PHP Parsing HTML class library simple_html_dom transcoding bug_php Tutorial

Source: Internet
Author: User
These days have been using simple_html_dom to catch some articles. The coding of different websites is basically GBK gb2312 utf-8 in China. and to gb2312 and Utf-8 majority.

My version of the simple_html_dom has a way convert_text is this way.

Copy CodeThe code is as follows:
Paperg-function to convert the text from one character set to another if the the and the sets is not the same.
function Convert_text ($text)
{
Global $debug _object;
if (Is_object ($debug _object)) {$debug _object->debug_log_entry (1);}
$converted _text = $text;
$sourceCharset = "";
$targetCharset = "";
if ($this->dom)
{
$sourceCharset = Strtoupper ($this->dom->_charset);
$targetCharset = Strtoupper ($this->dom->_target_charset);
}
if (Is_object ($debug _object)) {$debug _object->debug_log (3, "source CharSet:"). $sourceCharset. "Target Charaset:". $targetCharset);}
if (!empty ($sourceCharset) &&!empty ($targetCharset) && (strcasecmp ($sourceCharset, $targetCharset)! = 0))
{
Check if the reported encoding could has been incorrect and the text is actually already UTF-8
if ((strcasecmp ($targetCharset, ' UTF-8 ') = = 0) && ($this->is_utf8 ($text)))
{
$converted _text = $text;
}
Else
{
$converted _text = Iconv ($sourceCharset, $targetCharset, $text);
}
}
Lets Make sure that we don't have this silly BOM issue with any of the utf-8 text we output.
if ($targetCharset = = ' UTF-8 ')
{
if (substr ($converted _text, 0, 3) = = "\XEF\XBB\XBF")
{
$converted _text = substr ($converted _text, 3);
}
if (substr ($converted _text,-3) = = "\XEF\XBB\XBF")
{
$converted _text = substr ($converted _text, 0,-3);
}
}
return $converted _text;
}

Look at this line:

Copy the Code code as follows:
$converted _text = Iconv ($sourceCharset, $targetCharset, $text);

will cause incorrect transcoding. For example, the gb2312 text will be converted to:

Copy the Code code as follows:
April 26 at the chain à at Park Equestrian Stadium, the 2014 Longines International Ma Lian Venue Obstacle World Cup China League qualifying tournament, 24-year-old Han strong not only to get 0 penalty scores ... 7th åœ 椾 including Olympic rider Zhao Wen first Harvest 0 penalty points, spents 77 seconds 07 ...

As a matter of fact, it proves that the transcoding function is not handled well. Because I use this simple_html_dom just want to build DOM. I'm not going to take the time to deal with this bug very well. Instead, simply put

Copy the Code code as follows:
$converted _text = Iconv ($sourceCharset, $targetCharset, $text);

Change into

Copy the Code code as follows:
$converted _text = $text;

On the line. The idea is to cancel its transcoding. Well, the work doesn't have to be tangled.

http://www.bkjia.com/PHPjc/774994.html www.bkjia.com true http://www.bkjia.com/PHPjc/774994.html techarticle these days have been using simple_html_dom to catch some articles. The coding of different websites is basically GBK gb2312 utf-8 in China. and to gb2312 and Utf-8 majority. My version of the Simple_html_dom has a side ...

  • Contact Us

    The content source of this page is from Internet, which doesn't represent Alibaba Cloud's opinion; products and services mentioned on that page don't have any relationship with Alibaba Cloud.
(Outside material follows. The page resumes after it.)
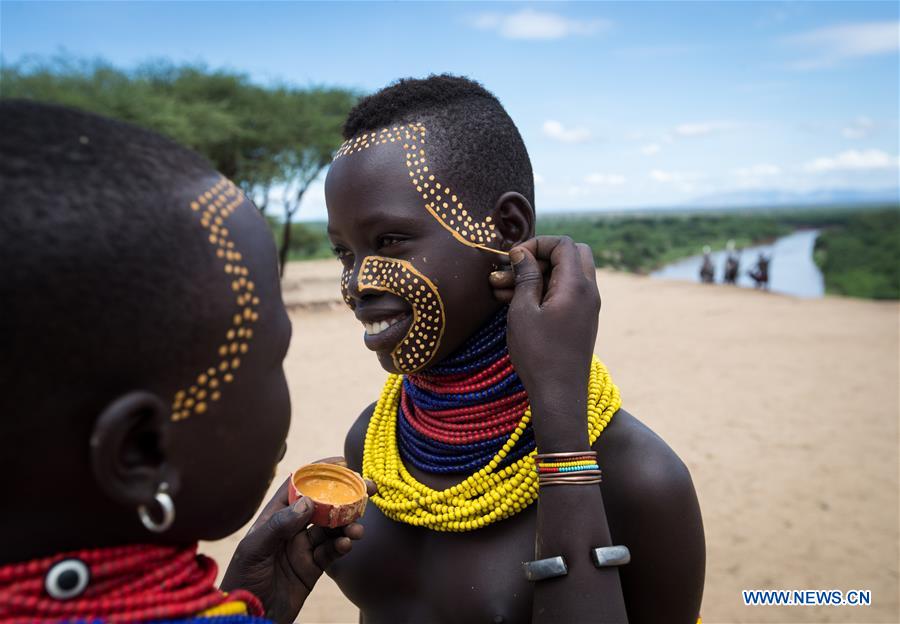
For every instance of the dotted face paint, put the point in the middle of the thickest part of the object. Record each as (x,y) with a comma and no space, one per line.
(440,201)
(421,342)
(214,206)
If the content of the page makes you feel confusing, please write us an email, we will handle the problem within 5 days after receiving your email.

    If you find any instances of plagiarism from the community, please send an email to: info-contact@alibabacloud.com and provide relevant evidence. A staff member will contact you within 5 working days.

    A Free Trial That Lets You Build Big!

    Start building with 50+ products and up to 12 months usage for Elastic Compute Service

    • Sales Support

      1 on 1 presale consultation

    • After-Sales Support

      24/7 Technical Support 6 Free Tickets per Quarter Faster Response

    • Alibaba Cloud offers highly flexible support services tailored to meet your exact needs.